In 2009, the fund moved more or less in tandem with major market indices, shuffling among the various market capitalisations with an aim to improve its returns. However, this strategy has paid off in the current financial year.
PORTFOLIO:
Kotak Opportunity Fund's portfolio is far away from being called an opportunities fund. This is due to the mandate of 40% ceiling on mid and small-cap stock exposure that the fund follows. On an average, the fund's portfolio comprises minimum 60% large-cap stock that in most occasions rise to 80%.
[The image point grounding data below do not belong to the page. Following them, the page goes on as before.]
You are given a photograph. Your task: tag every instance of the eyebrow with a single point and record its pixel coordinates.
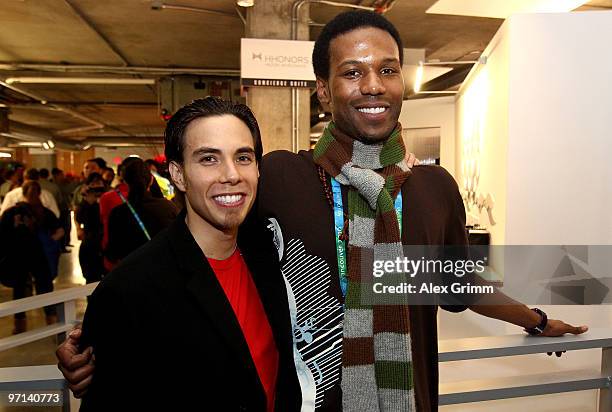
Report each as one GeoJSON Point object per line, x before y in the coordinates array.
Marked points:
{"type": "Point", "coordinates": [357, 62]}
{"type": "Point", "coordinates": [205, 150]}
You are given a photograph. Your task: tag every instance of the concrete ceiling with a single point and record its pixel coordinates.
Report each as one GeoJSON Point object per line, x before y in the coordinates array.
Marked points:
{"type": "Point", "coordinates": [128, 33]}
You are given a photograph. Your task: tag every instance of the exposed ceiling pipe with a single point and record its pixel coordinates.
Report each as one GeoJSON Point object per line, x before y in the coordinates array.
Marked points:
{"type": "Point", "coordinates": [94, 125]}
{"type": "Point", "coordinates": [21, 132]}
{"type": "Point", "coordinates": [78, 80]}
{"type": "Point", "coordinates": [159, 5]}
{"type": "Point", "coordinates": [120, 141]}
{"type": "Point", "coordinates": [160, 71]}
{"type": "Point", "coordinates": [93, 27]}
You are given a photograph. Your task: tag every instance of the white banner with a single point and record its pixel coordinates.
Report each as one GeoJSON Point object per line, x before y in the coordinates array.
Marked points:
{"type": "Point", "coordinates": [276, 63]}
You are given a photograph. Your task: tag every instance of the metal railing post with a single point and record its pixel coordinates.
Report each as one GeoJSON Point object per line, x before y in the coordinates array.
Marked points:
{"type": "Point", "coordinates": [605, 395]}
{"type": "Point", "coordinates": [66, 313]}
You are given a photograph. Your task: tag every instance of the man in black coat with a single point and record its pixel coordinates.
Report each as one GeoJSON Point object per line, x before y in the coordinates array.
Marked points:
{"type": "Point", "coordinates": [233, 349]}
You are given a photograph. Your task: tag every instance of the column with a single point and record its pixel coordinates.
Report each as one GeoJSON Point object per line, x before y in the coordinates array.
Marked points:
{"type": "Point", "coordinates": [271, 19]}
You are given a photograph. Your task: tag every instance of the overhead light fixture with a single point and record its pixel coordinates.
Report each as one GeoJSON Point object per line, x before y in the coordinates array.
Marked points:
{"type": "Point", "coordinates": [79, 80]}
{"type": "Point", "coordinates": [418, 79]}
{"type": "Point", "coordinates": [502, 9]}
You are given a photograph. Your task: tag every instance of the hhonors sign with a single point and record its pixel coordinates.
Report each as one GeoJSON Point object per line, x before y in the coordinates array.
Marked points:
{"type": "Point", "coordinates": [276, 63]}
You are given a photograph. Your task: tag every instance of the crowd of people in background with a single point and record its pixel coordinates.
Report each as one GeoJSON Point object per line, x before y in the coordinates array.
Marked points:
{"type": "Point", "coordinates": [113, 213]}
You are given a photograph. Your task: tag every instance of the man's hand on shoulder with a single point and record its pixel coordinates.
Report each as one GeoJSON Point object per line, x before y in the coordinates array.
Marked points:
{"type": "Point", "coordinates": [76, 367]}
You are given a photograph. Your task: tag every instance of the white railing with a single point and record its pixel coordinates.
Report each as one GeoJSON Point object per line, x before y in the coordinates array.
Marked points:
{"type": "Point", "coordinates": [48, 377]}
{"type": "Point", "coordinates": [41, 378]}
{"type": "Point", "coordinates": [528, 385]}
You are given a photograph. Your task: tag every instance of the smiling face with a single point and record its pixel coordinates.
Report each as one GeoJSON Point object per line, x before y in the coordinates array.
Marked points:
{"type": "Point", "coordinates": [365, 87]}
{"type": "Point", "coordinates": [219, 172]}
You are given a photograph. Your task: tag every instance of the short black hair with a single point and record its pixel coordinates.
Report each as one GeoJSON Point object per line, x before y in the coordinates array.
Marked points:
{"type": "Point", "coordinates": [344, 23]}
{"type": "Point", "coordinates": [174, 137]}
{"type": "Point", "coordinates": [101, 162]}
{"type": "Point", "coordinates": [94, 177]}
{"type": "Point", "coordinates": [32, 174]}
{"type": "Point", "coordinates": [137, 176]}
{"type": "Point", "coordinates": [44, 173]}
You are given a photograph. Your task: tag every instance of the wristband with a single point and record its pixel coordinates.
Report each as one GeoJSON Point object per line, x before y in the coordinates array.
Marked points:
{"type": "Point", "coordinates": [538, 329]}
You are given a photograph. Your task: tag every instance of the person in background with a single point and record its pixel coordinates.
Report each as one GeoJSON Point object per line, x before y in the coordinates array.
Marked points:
{"type": "Point", "coordinates": [50, 186]}
{"type": "Point", "coordinates": [109, 201]}
{"type": "Point", "coordinates": [89, 230]}
{"type": "Point", "coordinates": [29, 234]}
{"type": "Point", "coordinates": [66, 189]}
{"type": "Point", "coordinates": [140, 217]}
{"type": "Point", "coordinates": [95, 165]}
{"type": "Point", "coordinates": [11, 182]}
{"type": "Point", "coordinates": [165, 186]}
{"type": "Point", "coordinates": [16, 195]}
{"type": "Point", "coordinates": [108, 174]}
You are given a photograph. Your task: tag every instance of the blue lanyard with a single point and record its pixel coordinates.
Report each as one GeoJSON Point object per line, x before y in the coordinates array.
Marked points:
{"type": "Point", "coordinates": [124, 200]}
{"type": "Point", "coordinates": [339, 225]}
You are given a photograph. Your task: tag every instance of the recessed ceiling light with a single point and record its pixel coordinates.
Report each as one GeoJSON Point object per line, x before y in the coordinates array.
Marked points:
{"type": "Point", "coordinates": [502, 9]}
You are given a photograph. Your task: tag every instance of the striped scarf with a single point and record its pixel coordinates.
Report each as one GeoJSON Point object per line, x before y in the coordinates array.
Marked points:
{"type": "Point", "coordinates": [376, 357]}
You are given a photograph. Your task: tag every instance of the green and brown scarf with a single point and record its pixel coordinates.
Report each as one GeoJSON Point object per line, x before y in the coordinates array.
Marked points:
{"type": "Point", "coordinates": [376, 359]}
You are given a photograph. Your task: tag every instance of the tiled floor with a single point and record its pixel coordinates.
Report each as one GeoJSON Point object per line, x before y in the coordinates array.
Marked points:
{"type": "Point", "coordinates": [41, 352]}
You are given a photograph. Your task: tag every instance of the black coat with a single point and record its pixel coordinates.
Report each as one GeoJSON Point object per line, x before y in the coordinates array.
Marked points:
{"type": "Point", "coordinates": [166, 338]}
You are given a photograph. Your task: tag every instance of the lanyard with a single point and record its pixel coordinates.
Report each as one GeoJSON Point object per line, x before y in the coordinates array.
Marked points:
{"type": "Point", "coordinates": [339, 225]}
{"type": "Point", "coordinates": [124, 200]}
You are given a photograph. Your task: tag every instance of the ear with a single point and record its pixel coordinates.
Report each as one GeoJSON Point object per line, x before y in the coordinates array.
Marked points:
{"type": "Point", "coordinates": [178, 176]}
{"type": "Point", "coordinates": [323, 91]}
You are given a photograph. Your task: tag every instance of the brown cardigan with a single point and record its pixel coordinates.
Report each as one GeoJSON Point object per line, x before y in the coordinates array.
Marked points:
{"type": "Point", "coordinates": [433, 214]}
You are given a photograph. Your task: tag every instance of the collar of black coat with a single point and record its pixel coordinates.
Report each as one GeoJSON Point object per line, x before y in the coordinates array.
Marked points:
{"type": "Point", "coordinates": [255, 243]}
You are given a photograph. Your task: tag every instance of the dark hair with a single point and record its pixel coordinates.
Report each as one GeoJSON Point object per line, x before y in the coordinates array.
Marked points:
{"type": "Point", "coordinates": [137, 176]}
{"type": "Point", "coordinates": [100, 162]}
{"type": "Point", "coordinates": [44, 173]}
{"type": "Point", "coordinates": [125, 163]}
{"type": "Point", "coordinates": [344, 23]}
{"type": "Point", "coordinates": [32, 184]}
{"type": "Point", "coordinates": [32, 174]}
{"type": "Point", "coordinates": [151, 162]}
{"type": "Point", "coordinates": [174, 138]}
{"type": "Point", "coordinates": [94, 177]}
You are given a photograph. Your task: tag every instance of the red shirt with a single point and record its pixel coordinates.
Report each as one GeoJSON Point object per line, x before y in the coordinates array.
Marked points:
{"type": "Point", "coordinates": [238, 285]}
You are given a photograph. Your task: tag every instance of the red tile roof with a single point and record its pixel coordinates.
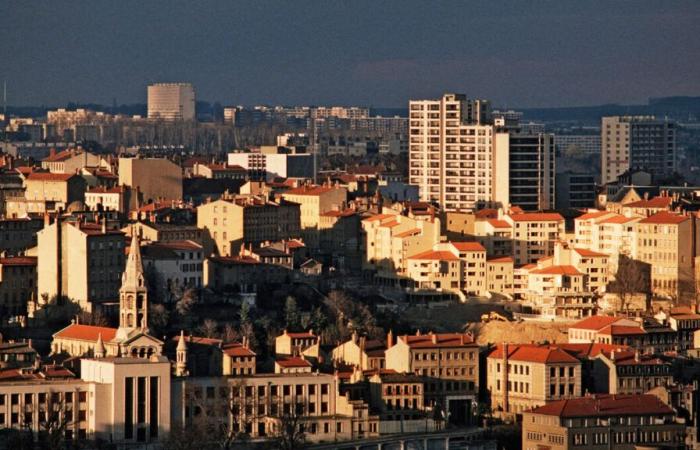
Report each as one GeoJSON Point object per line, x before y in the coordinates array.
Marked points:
{"type": "Point", "coordinates": [653, 203]}
{"type": "Point", "coordinates": [665, 218]}
{"type": "Point", "coordinates": [592, 215]}
{"type": "Point", "coordinates": [309, 190]}
{"type": "Point", "coordinates": [237, 349]}
{"type": "Point", "coordinates": [557, 270]}
{"type": "Point", "coordinates": [47, 176]}
{"type": "Point", "coordinates": [537, 353]}
{"type": "Point", "coordinates": [19, 261]}
{"type": "Point", "coordinates": [439, 340]}
{"type": "Point", "coordinates": [86, 333]}
{"type": "Point", "coordinates": [498, 223]}
{"type": "Point", "coordinates": [595, 322]}
{"type": "Point", "coordinates": [292, 361]}
{"type": "Point", "coordinates": [537, 217]}
{"type": "Point", "coordinates": [469, 246]}
{"type": "Point", "coordinates": [442, 255]}
{"type": "Point", "coordinates": [605, 405]}
{"type": "Point", "coordinates": [589, 253]}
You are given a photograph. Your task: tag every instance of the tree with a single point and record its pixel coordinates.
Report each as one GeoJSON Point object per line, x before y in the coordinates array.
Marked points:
{"type": "Point", "coordinates": [290, 431]}
{"type": "Point", "coordinates": [632, 278]}
{"type": "Point", "coordinates": [291, 313]}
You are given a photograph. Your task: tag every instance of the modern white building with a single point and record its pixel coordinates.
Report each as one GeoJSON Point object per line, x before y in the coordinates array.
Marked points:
{"type": "Point", "coordinates": [171, 101]}
{"type": "Point", "coordinates": [455, 157]}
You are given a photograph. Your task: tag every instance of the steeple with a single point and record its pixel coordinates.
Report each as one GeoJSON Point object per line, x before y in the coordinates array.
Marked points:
{"type": "Point", "coordinates": [133, 295]}
{"type": "Point", "coordinates": [100, 351]}
{"type": "Point", "coordinates": [181, 356]}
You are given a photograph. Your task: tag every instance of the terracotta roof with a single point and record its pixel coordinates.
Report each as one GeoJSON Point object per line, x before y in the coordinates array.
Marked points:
{"type": "Point", "coordinates": [557, 270]}
{"type": "Point", "coordinates": [618, 219]}
{"type": "Point", "coordinates": [661, 202]}
{"type": "Point", "coordinates": [498, 223]}
{"type": "Point", "coordinates": [487, 213]}
{"type": "Point", "coordinates": [665, 217]}
{"type": "Point", "coordinates": [19, 261]}
{"type": "Point", "coordinates": [468, 246]}
{"type": "Point", "coordinates": [537, 217]}
{"type": "Point", "coordinates": [237, 349]}
{"type": "Point", "coordinates": [86, 333]}
{"type": "Point", "coordinates": [621, 330]}
{"type": "Point", "coordinates": [537, 353]}
{"type": "Point", "coordinates": [501, 259]}
{"type": "Point", "coordinates": [411, 232]}
{"type": "Point", "coordinates": [605, 405]}
{"type": "Point", "coordinates": [595, 322]}
{"type": "Point", "coordinates": [292, 361]}
{"type": "Point", "coordinates": [592, 215]}
{"type": "Point", "coordinates": [439, 340]}
{"type": "Point", "coordinates": [309, 190]}
{"type": "Point", "coordinates": [48, 176]}
{"type": "Point", "coordinates": [442, 255]}
{"type": "Point", "coordinates": [589, 253]}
The portfolio is well diversified with more than 60 stock holdings and exposure to a single stock is restricted to about 5%, barring a few large-caps stocks including Reliance Industries, Bharti Airtel and so on.
As far as sectoral composition is concerned, the fund has a high exposure in financial, and oil & gas in the past one year. However, there has been a shift to low beta sectors like healthcare and IT. This has reduced the risk appetite of this multi cap fund and it now commands a beta of 1.03 times, implying that the fund's performance is aligned with that of the market.
Apart from this, the fund manager affirms to be bullish on cement, capital goods and FMCG sectors. This is quite evident in the fund's portfolio, with the cement sector gaining its place back in the portfolio after a break of six months and growing exposure of the FMCG sector. Currently the fund's portfolio turnover ratio is 2.5 times, which implies an average holding period being not more than 3-4 months. Only a handful of stocks, including L&T, Reliance Industries and ONGC, have been in the portfolio for more than two years now. However, according the fund manager, the heavy churning has been in practice from the past eight months only and is limited to high volatile sectors like metal and capital goods.
OUR VIEW:
Opportunity funds are a good option, especially in the current market scenario, as they seek to benefit from the next possible trigger at the market place. However, the fund has positioned itself in the category of the large-cap funds and so not been able to leverage on mid-cap stock bull run. However, despite this, there is no denying that the fund has been an outperformer for a while. Given its growth-oriented strategy, the fund might be a good bet in the long term.